[Via H-Net, we learn of the following announcement. DRE]
The Department of History at Rhodes College invites applications for a two-year Visiting Assistant Professor in the history of the nineteenth- or early twentieth-century American South on a 12-month contract, to begin August 2024.
The College recently received a grant from the Andrew W. Mellon Foundation to create an Institute for Race and Social Transformation that supports scholarship and teaching around issues of race and injustice in Memphis and the Mid-South region. The successful candidate will coordinate the Justice and Remembrance Project, a digital history project that involves working with two local community partners—one that marks the sites of lynching victims in Memphis and Shelby County, Tennessee (Lynching Sites Project of Memphis) and the other an organization committed to preserving a large historic Black cemetery (Zion Community Project).
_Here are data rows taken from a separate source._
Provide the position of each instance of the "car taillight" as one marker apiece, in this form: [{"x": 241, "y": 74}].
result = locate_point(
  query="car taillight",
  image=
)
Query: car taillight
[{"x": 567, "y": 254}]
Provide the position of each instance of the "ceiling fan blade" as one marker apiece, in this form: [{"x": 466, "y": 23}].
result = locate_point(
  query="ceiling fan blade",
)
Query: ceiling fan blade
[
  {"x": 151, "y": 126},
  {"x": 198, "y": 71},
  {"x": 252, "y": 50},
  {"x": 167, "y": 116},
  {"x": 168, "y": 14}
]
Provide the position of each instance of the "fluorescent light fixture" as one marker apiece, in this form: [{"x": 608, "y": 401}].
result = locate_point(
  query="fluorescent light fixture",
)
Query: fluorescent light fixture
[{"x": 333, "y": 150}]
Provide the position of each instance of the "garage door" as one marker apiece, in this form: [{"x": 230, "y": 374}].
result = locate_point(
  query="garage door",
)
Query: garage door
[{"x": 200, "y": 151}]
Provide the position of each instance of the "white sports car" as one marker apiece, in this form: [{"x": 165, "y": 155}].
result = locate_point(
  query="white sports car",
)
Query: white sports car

Qualified candidates will have training in history, Africana Studies, or a related discipline and will be able to offer courses in at least two of the following areas: lynching and racial violence, law and justice, the Jim Crow era, public history, digital history, or public memory/monuments. As important, the successful candidate must be committed to advancing their own scholarship in the context of a liberal arts college, strengthening the college’s partnerships with the above community organizations, and teaching and mentoring undergraduate students. Candidates must have completed all requirements for a Ph.D. in History, Africana Studies, or a related field by August 2024.